Originally known as “Oguaa” (“River of Crabs”), Cape Coast is one of the oldest settlements in Ghana. Its fascinating history includes periods under Portuguese, Swedish, Dutch and British rule, with the acquisition of gold, slaves and honey driving their interests in the area. Overlooking the Gulf of Guinea are trade forts and castles dating back to the 16th century.
Things to do in Cape Coast
Dominating the waterfront is the UNESCO World Heritage-listed Cape Coast Castle, which was originally established as a Portuguese trading post in 1555. It was later used by the Swedish Africa Company to trade in timber and gold before becoming the holding place for enslaved Africans destined for the Americas. Join a guided tour to learn about the poignant history of the site and see the “gate of no return”.
Housed within Cape Coast Castle is the West African Historical Museum, which exhibits a fascinating collection of cultural objects that include slave trade shackles and ceremonial drums.
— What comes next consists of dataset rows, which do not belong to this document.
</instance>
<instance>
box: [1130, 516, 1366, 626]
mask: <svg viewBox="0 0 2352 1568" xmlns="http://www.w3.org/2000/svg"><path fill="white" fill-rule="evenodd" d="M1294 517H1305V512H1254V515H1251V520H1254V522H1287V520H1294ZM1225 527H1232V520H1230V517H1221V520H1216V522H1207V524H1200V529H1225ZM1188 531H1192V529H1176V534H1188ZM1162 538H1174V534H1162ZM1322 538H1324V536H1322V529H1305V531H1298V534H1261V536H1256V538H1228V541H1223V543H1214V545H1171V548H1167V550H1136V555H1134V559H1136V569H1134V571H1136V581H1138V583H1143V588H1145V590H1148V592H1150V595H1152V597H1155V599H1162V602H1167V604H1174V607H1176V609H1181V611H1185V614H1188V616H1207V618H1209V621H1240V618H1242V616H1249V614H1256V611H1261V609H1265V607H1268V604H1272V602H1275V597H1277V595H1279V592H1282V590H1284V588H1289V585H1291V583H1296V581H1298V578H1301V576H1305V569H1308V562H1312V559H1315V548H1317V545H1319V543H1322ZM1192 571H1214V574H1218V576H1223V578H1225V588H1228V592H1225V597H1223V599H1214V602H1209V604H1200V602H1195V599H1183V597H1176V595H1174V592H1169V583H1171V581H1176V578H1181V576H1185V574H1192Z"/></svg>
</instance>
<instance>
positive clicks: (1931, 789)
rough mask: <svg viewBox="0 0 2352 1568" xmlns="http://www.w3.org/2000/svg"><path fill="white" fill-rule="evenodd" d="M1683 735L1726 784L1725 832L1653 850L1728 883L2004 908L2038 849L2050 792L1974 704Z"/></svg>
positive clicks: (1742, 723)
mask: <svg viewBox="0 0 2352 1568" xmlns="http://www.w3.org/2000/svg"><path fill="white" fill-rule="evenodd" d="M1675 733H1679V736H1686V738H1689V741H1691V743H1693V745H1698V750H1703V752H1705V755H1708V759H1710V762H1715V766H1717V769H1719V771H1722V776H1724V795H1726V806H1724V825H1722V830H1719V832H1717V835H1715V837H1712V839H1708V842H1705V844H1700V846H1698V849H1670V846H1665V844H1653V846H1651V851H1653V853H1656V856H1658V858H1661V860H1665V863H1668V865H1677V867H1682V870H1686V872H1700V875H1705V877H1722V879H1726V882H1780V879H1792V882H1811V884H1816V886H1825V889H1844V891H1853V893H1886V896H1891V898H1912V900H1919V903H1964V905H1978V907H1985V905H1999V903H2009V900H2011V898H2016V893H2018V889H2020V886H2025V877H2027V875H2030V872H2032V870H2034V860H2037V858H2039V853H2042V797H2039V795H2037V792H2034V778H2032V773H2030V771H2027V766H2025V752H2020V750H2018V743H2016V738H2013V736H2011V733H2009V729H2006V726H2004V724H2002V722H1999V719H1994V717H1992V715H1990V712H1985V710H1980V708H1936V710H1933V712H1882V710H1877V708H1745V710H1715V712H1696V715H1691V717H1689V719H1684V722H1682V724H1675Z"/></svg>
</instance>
You can get up close to ancient Ghanaian pottery and muskets from the colonial years while learning about the castle’s role in the arrival of Christianity to the area.
A short drive inland from Cape Coast is Kakum National Park, which was originally established by the local people as a reserve in 1931. It provides a habitat for giant bongo antelopes, African elephants and Diana monkeys and is designated as an Important Bird Area. A highlight of Kakum National Park is its canopy walk, which stretches for 350 metres through the treetops.
Getting around Cape Coast
Cape Coast is around three hours’ drive from Accra and Kotoka International Airport, which has flights to destinations across the globe. Long-distance buses connect from the Ghanaian capital and tro-tro mini buses travel throughout Cape Coast, connecting most of its attractions.